Comparison is the Thief of Joy
I have noticed a large number of women updating their social media outlets with either a status and/or a picture illustrating the belief they should have a better handle on life. I'm guilty of it, too... But I'm writing this to help us STOP! This trend seems to occurs at the magical time of women's late twenties and early thirties. We, as women, feel like we are going to be arrested by the society police if we don't have a fairytale marriage and a corporate job to boast about. Polishing off a pint of Ben and Jerry’s can be a walk in the park while scrolling through Facebook; looking at someone's new home, new car, new engagement ring, etc. until the comparing gets to be too much. Let's all do each other a favor, before we log on to our Pinterest account and copy fifty engagement ring pictures to email the boyfriend (or copy to a folder until you meet said boyfriend), stop for a hot second. Let's remember the side we're not seeing. Maybe a girl you went to college with got engaged today, but maybe you and your boyfriend have ten times the better relationship they do, or perhaps you are happier solo than she will ever be. Your high school classmate might have purchased a new Mercedes, but maybe they are beyond stressed because they can’t afford the payment. There are two sides to every story. We only see that Jane has a new house and a new car... but we shouldn't allow this to make us sad because we still share an apartment with two other people and drive a 1991 Oldsmobile. Vroom vroom.
An article I read recently contained a quote which hit me like a ton of bricks: “comparison is the thief of joy.” Theodore Roosevelt nailed that one. This made me realize something... Sometimes we feel like we should have ‘this’ by now or we should have done ‘that’ already, but really, who is keeping score? We should never rob ourselves of our victories, no matter how small they are by comparing ourselves to someone else. So what if we don’t know what we want to do when we grow up? Rather than waste time fantasizing about what we think can bring us satisfaction, we should focus on the journey and relish in the valuable learning experiences we make along the way.
For years I put myself on the back burner for boyfriends, never doing what I needed to do for myself. I'd focus on them and their needs and their wants. About a year ago I decided enough was enough. I decided it was alright to be selfish, to take care of myself first. This change was rough... and in the beginning I was unhappy. I felt every negative emotion possible when I started to see all of my friends get married, build homes, go on vacations, have children; meanwhile I was single and had about twenty dollars in my bank account. Yes, I was happy for them, but at the same time I was mad at myself.

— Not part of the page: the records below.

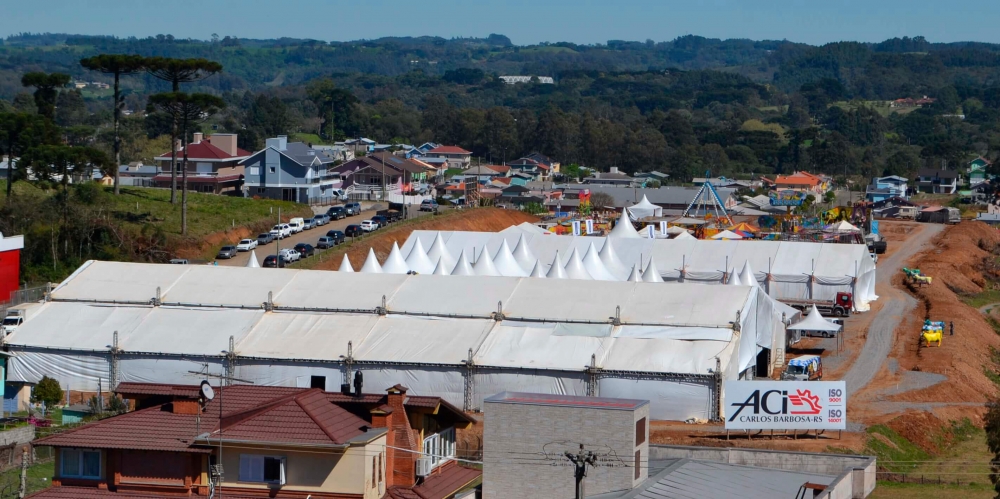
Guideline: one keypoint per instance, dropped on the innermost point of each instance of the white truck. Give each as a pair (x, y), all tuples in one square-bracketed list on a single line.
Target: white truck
[(15, 317)]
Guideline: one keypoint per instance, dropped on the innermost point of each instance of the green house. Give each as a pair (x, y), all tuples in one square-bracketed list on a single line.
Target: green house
[(977, 171)]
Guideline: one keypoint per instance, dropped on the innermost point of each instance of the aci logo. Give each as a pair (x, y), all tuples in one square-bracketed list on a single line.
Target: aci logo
[(776, 402)]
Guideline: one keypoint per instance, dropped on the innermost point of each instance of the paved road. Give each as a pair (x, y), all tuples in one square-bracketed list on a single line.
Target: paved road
[(896, 304), (307, 236)]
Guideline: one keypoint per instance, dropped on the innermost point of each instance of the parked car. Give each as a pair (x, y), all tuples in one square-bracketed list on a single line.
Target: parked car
[(281, 231), (325, 242), (429, 205), (289, 255), (338, 236), (227, 252), (274, 261), (246, 245), (337, 212), (305, 249)]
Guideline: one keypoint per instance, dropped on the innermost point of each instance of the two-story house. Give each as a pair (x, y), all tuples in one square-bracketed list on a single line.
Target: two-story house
[(882, 188), (290, 171), (453, 156), (215, 164), (977, 171), (262, 441), (935, 181)]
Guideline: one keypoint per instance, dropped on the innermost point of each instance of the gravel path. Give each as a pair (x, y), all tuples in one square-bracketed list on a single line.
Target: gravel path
[(896, 304)]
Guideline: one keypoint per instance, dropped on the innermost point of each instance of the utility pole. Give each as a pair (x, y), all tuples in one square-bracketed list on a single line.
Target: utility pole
[(581, 459)]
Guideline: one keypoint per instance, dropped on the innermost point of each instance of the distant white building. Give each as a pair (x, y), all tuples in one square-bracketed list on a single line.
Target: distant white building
[(510, 80)]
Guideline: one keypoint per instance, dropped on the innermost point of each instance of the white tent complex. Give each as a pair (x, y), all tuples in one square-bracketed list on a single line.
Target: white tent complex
[(463, 338), (644, 209), (784, 269)]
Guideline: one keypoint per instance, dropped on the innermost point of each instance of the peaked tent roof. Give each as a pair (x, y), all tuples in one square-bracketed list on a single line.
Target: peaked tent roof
[(371, 265), (394, 263), (345, 265), (814, 322)]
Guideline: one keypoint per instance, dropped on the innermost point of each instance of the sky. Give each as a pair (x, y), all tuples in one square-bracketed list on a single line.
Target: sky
[(524, 21)]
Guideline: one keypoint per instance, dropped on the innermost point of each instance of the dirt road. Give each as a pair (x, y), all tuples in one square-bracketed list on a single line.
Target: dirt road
[(306, 236), (896, 304)]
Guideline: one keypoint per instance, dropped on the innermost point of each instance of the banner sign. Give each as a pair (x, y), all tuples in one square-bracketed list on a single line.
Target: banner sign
[(786, 405), (787, 198)]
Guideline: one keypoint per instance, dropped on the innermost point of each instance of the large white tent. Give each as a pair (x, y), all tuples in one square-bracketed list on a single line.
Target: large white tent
[(462, 338), (784, 269)]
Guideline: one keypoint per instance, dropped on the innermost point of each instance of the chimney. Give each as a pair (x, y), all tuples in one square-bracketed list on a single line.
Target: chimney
[(225, 141)]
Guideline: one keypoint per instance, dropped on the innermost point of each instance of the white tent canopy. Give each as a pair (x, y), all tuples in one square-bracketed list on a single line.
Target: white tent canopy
[(784, 269), (411, 329), (644, 209), (814, 322)]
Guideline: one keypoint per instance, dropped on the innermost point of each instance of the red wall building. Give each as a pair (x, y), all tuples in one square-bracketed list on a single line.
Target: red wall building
[(10, 265)]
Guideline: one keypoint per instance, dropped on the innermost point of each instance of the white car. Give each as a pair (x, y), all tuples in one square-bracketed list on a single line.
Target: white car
[(290, 255), (246, 245), (281, 231)]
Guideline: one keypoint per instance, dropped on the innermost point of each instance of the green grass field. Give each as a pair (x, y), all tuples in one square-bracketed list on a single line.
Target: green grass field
[(207, 213)]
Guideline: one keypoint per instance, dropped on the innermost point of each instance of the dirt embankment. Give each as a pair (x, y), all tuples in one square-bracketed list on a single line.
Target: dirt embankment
[(480, 220), (956, 262)]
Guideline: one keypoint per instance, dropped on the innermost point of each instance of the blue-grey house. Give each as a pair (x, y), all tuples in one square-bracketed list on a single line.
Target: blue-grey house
[(291, 171), (883, 188)]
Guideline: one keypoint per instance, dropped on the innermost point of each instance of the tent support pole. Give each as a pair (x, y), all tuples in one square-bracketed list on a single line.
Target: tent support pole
[(469, 388)]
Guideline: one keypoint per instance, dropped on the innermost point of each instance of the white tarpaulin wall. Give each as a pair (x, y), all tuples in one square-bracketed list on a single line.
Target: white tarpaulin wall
[(785, 269), (671, 339)]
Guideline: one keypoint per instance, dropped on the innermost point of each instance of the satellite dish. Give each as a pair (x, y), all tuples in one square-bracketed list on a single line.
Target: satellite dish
[(206, 391)]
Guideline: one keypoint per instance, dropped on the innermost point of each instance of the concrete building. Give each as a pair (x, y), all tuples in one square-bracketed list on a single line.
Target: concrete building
[(539, 428)]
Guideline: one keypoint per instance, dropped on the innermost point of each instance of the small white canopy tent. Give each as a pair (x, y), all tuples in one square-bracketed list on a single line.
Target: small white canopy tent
[(815, 322), (371, 265), (345, 265), (727, 234), (252, 262), (644, 209), (624, 229), (843, 226), (418, 261), (394, 263)]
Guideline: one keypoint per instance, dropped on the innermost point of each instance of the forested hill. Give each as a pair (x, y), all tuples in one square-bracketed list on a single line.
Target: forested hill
[(895, 68)]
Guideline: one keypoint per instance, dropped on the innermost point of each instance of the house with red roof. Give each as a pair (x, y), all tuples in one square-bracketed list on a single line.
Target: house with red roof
[(246, 441), (453, 156), (214, 164)]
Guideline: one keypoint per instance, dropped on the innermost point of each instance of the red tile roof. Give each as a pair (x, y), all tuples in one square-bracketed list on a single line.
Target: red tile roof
[(205, 150), (68, 492), (261, 413), (448, 150), (450, 478)]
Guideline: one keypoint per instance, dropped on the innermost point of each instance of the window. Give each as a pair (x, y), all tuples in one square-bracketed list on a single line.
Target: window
[(79, 463), (317, 382), (265, 469), (640, 431)]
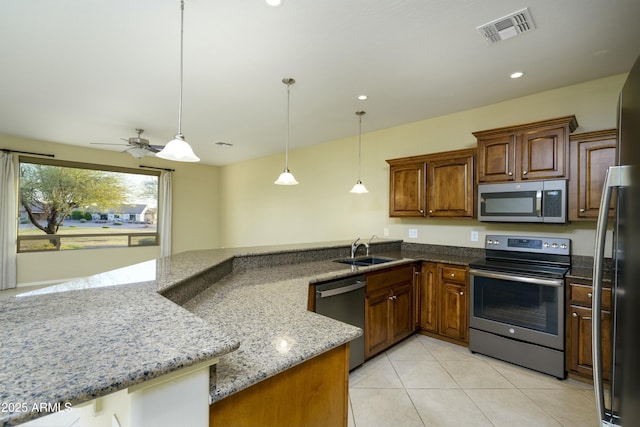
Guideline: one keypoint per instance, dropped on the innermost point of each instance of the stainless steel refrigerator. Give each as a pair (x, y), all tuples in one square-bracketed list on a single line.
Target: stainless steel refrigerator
[(619, 403)]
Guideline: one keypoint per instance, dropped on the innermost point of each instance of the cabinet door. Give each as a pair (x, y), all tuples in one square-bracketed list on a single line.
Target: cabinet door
[(428, 298), (450, 187), (543, 154), (591, 154), (496, 158), (453, 310), (402, 312), (580, 345), (377, 330), (407, 190)]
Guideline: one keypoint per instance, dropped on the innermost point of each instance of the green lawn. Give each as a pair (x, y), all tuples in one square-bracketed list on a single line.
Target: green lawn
[(101, 237)]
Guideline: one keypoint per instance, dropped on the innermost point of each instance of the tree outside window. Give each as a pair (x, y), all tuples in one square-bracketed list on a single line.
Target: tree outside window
[(63, 206)]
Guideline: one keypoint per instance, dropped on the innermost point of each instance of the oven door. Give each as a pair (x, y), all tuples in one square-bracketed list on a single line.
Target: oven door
[(521, 307)]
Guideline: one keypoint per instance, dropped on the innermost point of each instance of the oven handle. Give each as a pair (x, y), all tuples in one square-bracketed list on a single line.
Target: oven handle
[(556, 283)]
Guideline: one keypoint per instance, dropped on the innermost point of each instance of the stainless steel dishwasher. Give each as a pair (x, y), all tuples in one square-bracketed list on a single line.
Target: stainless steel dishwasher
[(343, 300)]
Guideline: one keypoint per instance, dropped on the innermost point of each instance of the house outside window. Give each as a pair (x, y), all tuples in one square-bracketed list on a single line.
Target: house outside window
[(68, 206)]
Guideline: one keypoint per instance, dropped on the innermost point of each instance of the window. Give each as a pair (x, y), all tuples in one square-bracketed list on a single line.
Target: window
[(64, 206)]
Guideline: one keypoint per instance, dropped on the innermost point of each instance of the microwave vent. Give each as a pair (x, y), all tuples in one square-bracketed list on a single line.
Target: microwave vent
[(508, 26)]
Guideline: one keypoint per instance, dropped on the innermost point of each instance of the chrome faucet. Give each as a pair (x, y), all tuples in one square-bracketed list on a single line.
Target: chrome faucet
[(370, 240), (355, 245)]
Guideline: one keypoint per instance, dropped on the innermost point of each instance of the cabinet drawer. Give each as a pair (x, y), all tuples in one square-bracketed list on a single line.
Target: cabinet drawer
[(454, 274), (389, 278), (582, 294)]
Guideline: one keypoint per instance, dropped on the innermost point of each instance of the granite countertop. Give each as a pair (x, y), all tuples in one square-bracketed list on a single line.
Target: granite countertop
[(76, 341)]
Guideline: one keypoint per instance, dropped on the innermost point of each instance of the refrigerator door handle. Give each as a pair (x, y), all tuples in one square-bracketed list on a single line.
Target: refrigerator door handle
[(616, 176)]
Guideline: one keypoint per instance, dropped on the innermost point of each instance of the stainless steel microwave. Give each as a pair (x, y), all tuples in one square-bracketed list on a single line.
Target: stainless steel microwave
[(529, 201)]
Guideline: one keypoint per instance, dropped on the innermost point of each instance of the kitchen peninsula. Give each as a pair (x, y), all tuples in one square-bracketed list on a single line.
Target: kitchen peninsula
[(75, 342)]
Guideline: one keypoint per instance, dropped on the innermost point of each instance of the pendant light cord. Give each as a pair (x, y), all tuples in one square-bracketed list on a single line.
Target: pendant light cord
[(286, 151), (181, 66), (360, 148)]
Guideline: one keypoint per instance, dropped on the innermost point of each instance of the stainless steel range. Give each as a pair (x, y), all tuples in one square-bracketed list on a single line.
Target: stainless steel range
[(517, 302)]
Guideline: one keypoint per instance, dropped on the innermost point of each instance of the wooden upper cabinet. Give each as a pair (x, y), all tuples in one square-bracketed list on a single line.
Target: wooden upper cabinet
[(434, 185), (591, 154), (537, 150), (544, 154), (406, 189), (450, 191), (497, 158)]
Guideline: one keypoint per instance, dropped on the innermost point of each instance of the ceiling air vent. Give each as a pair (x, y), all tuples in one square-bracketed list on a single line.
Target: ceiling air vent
[(507, 26)]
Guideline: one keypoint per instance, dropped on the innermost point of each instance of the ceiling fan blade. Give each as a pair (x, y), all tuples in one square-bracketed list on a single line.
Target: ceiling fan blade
[(155, 148)]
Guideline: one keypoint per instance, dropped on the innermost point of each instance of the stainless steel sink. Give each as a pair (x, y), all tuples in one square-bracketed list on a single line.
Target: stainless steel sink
[(363, 261)]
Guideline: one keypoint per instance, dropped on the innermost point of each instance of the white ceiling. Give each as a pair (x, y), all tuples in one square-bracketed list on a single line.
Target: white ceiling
[(85, 71)]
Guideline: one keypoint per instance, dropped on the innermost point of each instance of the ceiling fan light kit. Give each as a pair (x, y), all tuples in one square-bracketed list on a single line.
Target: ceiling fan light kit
[(178, 149), (286, 177)]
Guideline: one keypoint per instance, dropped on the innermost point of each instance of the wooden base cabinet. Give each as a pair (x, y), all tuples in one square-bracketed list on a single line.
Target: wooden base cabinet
[(579, 324), (389, 305), (313, 393), (444, 300)]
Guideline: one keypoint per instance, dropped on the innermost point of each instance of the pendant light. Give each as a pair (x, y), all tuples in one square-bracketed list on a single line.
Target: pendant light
[(359, 188), (178, 149), (286, 177)]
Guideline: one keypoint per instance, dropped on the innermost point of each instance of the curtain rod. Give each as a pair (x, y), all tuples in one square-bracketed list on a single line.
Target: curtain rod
[(160, 169), (6, 150)]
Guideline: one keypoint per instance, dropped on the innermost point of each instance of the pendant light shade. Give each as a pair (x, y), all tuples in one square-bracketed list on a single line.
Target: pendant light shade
[(178, 149), (286, 177), (359, 188)]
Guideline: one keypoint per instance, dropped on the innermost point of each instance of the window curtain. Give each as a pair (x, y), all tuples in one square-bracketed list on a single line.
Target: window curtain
[(165, 213), (8, 222)]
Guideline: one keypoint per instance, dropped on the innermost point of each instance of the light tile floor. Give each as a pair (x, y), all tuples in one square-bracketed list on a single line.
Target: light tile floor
[(427, 382)]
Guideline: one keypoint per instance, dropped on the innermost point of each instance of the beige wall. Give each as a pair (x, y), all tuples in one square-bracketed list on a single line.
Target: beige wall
[(257, 212), (238, 205), (195, 215)]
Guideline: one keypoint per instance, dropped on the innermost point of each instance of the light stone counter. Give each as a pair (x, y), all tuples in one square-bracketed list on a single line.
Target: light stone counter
[(87, 338)]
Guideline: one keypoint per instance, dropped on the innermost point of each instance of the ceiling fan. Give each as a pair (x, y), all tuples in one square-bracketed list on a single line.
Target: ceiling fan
[(138, 147)]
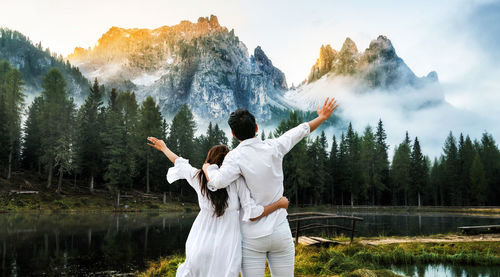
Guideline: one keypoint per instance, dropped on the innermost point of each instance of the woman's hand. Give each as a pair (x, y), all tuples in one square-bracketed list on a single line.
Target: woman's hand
[(283, 202), (157, 143), (160, 145), (328, 107)]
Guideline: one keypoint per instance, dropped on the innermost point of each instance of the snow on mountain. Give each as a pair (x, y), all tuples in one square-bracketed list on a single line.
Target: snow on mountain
[(202, 64)]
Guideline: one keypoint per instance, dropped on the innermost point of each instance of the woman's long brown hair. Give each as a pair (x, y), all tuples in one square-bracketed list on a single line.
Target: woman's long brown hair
[(218, 198)]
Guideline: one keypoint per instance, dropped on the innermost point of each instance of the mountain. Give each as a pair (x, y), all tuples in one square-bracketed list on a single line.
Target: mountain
[(33, 62), (377, 67), (202, 64), (349, 75)]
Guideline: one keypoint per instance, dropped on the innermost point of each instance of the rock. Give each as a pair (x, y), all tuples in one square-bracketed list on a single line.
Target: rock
[(201, 64)]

I was mad that I didn't take the same steps they did. I was mad because I had lived on my own since the age of eighteen, had zero help paying for college, yet I had my opportunities and didn’t seize them. My friends didn’t pass up a scholarship for a guy, I did. My friends didn’t date people who were unsupportive of their hopes and dreams, I did. But hey, I lived and I learned! And I made the conscious decision to put myself first. And it's the best choice I've ever made! I soon stopped worrying about what others had and what they were doing. I took the leap towards slowly building a new life for myself. And I must say, I'm doing it and loving every moment!
My experience has taught me very valuable lessons, and I hope my story influences others to do the same. If you want to change jobs, change jobs. If you want to eat cake for dinner, eat cake for dinner! This is no one else's life but your own! I encourage you to eat lunch or dinner alone. I encourage you to go to a movie by yourself. Heck, go travel solo! It’s impossible to take care of anyone else before you take care of yourself. Amazing things happen when YOU open up to YOU and start believing in positive change.